Penulis: Edi Sumardi | Editor: Suryana Anas
Laporan Wartawan Tribun Timur, Edi Sumardi
TRIBUN-TIMUR.COM, MAKASSAR - Sekretaris DPW Partai Amanat Nasional Sulsel, Buhari Kahar Muzakkar kembali mengomentari surat perjanjian kesepakatan antara Ilham Burhanuddin dan M Hatta Rahman terkait dengan pembagian kesempatan untuk diusung PAN sebagai calon Bupati Maros.
Jumat (15/8/2014), Buhari menyebut surat perjanjian tersebut ibarat obat sakit kepala merek Bodrex.
"Surat perjanjian itu kan seperti Bodrex (merek obat sakit kepala).
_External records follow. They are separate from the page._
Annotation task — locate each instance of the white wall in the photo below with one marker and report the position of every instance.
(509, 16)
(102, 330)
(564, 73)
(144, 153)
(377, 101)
Hanya diminum kalau lagi sakit kepala, kalau tidak, ya tidak diminum," ujar Buhari.
Tiga hari kemudian, Senin (18/8/2014), Buhari menyamakan lagi 'MoU Pilkada' Maros itu dengan obat pereda nyeri merek lain, Ponstan. "Seperti Ponstan. Hanya mampu bertahan tiga sampai 4 jam. Setelah itu sakit lagi," kata putra pejuang Abdul Kahar Muzakkar ini.
Mendengar Buhari menganggap enteng suratnya, Ilham pun protes lagi. Jumat lalu, dia menyebut Buhari asal bunyi. Kali ini pun demikian.
"Sekali lagi, Buhari jangan kapau-pau kalau tak tahu persoalan. Asal ngomong atau asal bicara tapi tak tahu substansi masalah. Tong kosong nyaring bunyinya. Buhari stop bicara," kata Ilham di kantor DPRD Sulsel.
Saat Ilham dan Buhari saling "ledek" soal 'MoU Pilkada' mereka bersebelahan ruangan di kantor Dewan. Buhari di ruang rapat komisi B bidang perekonomian, Ilham di ruang rapat komisi D bidang pembangunan.(*)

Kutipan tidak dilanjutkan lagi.